Ortheil zeigt es. Er zeigt den Bamberger Reiter, das Meßgewand des heiligen Willigis, das altdeutsche Märchen Goslar, die Kaiserdome zu Aachen und Magdeburg, im heiligen Köln Stefan Lochners Mutter Gottes in der Rosenlaube, schließlich den Papst in Rom höchstpersönlich ("zusammengesunken und totenbleich in einem hell aufschimmernden Mercedes"). In Hildesheim bewundert er ottonische Reliquien. In Fulda zitiert er das fränkische Taufgelöbnis: "Forsahhistu unholdun? Ich fursahu." (Widersagst du dem Teufel? Ich widersage.)

Er zeigt uns Papst und Kaiser und Reich, aber er macht kein Programm daraus. Er verlangt keine konservative Revolution. Ein mythischer Takt, der den Göttern nicht vorlaut die Bahn vorschreiben will, läßt ihn zögern.
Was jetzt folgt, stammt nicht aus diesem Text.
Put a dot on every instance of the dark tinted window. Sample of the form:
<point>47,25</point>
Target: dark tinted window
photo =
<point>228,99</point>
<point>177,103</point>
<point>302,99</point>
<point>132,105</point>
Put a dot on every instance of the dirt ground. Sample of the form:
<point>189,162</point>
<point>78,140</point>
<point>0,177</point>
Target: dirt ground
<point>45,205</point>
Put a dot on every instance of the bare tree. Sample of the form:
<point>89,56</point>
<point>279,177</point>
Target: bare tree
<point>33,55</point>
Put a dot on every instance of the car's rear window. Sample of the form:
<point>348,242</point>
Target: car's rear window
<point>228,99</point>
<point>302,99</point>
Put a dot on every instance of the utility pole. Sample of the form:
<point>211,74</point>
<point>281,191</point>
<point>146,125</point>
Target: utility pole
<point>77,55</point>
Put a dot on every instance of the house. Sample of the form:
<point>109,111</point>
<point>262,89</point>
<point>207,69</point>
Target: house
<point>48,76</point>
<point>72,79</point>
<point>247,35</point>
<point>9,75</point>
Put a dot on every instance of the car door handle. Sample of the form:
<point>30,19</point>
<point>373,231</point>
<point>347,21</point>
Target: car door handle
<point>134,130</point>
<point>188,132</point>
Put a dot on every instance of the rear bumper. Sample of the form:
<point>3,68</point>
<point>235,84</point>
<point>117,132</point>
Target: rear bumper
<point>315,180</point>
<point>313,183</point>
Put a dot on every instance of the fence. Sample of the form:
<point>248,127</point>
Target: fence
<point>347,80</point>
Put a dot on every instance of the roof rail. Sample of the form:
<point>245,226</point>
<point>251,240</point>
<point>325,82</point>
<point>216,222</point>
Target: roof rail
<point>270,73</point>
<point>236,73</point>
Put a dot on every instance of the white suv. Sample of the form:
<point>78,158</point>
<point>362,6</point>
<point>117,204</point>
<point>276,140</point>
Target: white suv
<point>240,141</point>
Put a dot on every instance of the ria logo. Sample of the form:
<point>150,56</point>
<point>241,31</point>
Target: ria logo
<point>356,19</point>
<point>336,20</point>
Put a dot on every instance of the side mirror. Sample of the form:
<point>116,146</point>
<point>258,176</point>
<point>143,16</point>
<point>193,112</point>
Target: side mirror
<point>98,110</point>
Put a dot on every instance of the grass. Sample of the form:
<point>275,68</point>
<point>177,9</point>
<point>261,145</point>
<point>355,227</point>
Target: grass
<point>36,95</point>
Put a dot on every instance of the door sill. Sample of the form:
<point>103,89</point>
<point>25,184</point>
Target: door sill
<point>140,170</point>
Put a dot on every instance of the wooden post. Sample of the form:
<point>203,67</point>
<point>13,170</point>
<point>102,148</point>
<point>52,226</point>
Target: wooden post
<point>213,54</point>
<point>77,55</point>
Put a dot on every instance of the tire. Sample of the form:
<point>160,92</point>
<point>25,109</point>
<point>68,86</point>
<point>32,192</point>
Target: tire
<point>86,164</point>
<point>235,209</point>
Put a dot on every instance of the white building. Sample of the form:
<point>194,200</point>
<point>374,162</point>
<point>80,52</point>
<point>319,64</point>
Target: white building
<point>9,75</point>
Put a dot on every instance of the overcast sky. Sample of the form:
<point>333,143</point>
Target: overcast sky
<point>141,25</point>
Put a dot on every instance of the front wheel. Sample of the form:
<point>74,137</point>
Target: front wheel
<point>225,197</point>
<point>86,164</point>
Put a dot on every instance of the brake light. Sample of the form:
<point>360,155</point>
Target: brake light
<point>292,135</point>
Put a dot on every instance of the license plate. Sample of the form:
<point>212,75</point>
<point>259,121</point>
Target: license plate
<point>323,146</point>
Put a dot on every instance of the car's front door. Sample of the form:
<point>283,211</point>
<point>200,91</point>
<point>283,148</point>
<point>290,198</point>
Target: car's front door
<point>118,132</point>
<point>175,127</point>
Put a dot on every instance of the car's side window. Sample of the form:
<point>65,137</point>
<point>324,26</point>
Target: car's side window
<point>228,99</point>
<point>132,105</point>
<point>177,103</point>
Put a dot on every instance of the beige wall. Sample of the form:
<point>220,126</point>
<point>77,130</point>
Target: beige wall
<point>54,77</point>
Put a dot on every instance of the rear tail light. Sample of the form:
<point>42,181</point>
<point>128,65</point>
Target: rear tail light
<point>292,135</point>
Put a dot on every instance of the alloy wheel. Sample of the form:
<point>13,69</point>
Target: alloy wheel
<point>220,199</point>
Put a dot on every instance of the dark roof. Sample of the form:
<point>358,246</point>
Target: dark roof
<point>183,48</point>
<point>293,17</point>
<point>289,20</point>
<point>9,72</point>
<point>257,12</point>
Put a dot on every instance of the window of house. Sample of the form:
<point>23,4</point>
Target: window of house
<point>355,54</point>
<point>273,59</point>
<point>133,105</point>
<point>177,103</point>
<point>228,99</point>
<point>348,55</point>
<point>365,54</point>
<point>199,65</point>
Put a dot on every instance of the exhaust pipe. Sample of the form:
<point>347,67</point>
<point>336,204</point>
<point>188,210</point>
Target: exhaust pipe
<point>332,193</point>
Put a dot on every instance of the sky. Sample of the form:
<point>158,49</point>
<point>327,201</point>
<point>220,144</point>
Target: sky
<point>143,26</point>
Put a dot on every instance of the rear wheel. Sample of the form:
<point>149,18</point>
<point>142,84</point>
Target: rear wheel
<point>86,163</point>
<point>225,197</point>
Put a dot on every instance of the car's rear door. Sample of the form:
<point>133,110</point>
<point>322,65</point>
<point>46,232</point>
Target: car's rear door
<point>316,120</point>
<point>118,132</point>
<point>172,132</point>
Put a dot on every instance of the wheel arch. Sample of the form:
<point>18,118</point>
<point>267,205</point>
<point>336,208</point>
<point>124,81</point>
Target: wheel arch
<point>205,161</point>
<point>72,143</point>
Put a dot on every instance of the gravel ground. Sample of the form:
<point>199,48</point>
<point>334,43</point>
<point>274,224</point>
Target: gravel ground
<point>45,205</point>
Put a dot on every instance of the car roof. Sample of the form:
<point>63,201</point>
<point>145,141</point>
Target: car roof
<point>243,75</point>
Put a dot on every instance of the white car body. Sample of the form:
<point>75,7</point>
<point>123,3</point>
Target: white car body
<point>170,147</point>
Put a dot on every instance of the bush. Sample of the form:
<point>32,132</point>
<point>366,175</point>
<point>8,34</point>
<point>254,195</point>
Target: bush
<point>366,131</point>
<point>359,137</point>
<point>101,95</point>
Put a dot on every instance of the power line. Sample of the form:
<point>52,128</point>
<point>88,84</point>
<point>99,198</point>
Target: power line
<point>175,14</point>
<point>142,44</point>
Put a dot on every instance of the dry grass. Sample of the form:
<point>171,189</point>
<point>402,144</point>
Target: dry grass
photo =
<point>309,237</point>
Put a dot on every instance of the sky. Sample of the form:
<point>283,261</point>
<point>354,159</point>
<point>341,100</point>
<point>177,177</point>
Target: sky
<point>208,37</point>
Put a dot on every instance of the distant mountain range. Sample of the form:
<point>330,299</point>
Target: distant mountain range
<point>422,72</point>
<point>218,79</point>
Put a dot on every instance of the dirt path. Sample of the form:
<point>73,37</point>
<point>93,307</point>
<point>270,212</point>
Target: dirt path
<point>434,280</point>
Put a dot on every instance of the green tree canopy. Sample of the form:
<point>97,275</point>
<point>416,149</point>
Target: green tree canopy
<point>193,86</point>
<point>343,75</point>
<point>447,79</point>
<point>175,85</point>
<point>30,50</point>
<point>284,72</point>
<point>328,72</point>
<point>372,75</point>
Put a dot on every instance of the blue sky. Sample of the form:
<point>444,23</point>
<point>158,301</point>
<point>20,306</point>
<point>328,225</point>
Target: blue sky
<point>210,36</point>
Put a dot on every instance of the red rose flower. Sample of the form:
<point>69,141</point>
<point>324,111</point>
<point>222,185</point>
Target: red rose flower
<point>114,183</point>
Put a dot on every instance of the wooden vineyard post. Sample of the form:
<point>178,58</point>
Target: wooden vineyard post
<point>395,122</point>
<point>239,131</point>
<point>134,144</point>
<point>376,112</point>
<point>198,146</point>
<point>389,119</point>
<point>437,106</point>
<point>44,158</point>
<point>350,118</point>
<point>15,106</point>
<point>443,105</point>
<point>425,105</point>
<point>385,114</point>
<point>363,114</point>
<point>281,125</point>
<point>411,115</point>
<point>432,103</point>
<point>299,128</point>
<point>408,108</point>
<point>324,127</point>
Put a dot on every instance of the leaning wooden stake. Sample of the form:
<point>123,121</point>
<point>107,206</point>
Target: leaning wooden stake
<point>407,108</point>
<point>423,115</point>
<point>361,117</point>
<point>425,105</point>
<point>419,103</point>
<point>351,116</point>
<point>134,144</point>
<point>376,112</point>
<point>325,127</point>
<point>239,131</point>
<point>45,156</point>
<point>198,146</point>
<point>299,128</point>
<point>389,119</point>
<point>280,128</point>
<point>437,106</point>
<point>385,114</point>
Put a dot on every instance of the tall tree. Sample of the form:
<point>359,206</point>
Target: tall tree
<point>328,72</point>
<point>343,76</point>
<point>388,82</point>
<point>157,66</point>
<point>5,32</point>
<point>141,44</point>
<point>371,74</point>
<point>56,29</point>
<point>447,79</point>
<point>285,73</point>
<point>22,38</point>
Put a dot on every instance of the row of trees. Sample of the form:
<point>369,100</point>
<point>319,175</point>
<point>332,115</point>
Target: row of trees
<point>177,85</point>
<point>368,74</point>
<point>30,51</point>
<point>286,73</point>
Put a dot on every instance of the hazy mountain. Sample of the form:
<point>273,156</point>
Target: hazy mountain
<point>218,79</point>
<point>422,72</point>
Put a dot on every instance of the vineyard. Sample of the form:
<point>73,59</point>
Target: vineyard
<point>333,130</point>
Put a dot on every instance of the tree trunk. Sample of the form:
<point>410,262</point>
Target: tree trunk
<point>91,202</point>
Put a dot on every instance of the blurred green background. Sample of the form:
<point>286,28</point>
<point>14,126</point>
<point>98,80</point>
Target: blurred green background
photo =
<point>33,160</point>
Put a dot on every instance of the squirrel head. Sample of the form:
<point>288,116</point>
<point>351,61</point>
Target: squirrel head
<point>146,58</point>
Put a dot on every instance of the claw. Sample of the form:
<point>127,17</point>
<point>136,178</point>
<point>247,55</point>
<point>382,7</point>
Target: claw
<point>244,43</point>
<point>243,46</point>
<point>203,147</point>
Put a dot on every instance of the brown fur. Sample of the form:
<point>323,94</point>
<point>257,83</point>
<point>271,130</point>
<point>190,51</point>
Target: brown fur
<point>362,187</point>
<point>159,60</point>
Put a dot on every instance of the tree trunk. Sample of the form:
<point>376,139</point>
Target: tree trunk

Er will Bescheidenheit, ja Demut vom Schriftsteller, obgleich sein hoher Stilanspruch ihm dabei manchmal im Wege steht. Er will bei den Erscheinungen bleiben und hält beinahe ostentativ immer dann inne, wenn sich Gelegenheit zu weltanschaulichen Bekenntnissen böte. Er kannegießert nicht, er beobachtet, horcht, teilt mit. Er hört Papst Gregors Schreiber murmeln, aber er behauptet nicht, das untergründig Grummelnde sei ein apokalypseschwangerer Bocksgesang. Der Grundton seines Buches ist gelassene Zustimmung zum Leben, nicht Aggression. Tragödie und Lustspiel sind in jeder Zeit vermischt. Es gibt nicht nur die Richtung auf den Untergang, sondern auch in unseren Tagen noch das große Glück, die Maueröffnung, das Kind, ein Lied, ein Gartenhaus.

Hanns-Josef Ortheil: "Blauer Weg". Piper Verlag, München und Zürich 1996. 488 S., geb., 48,- DM.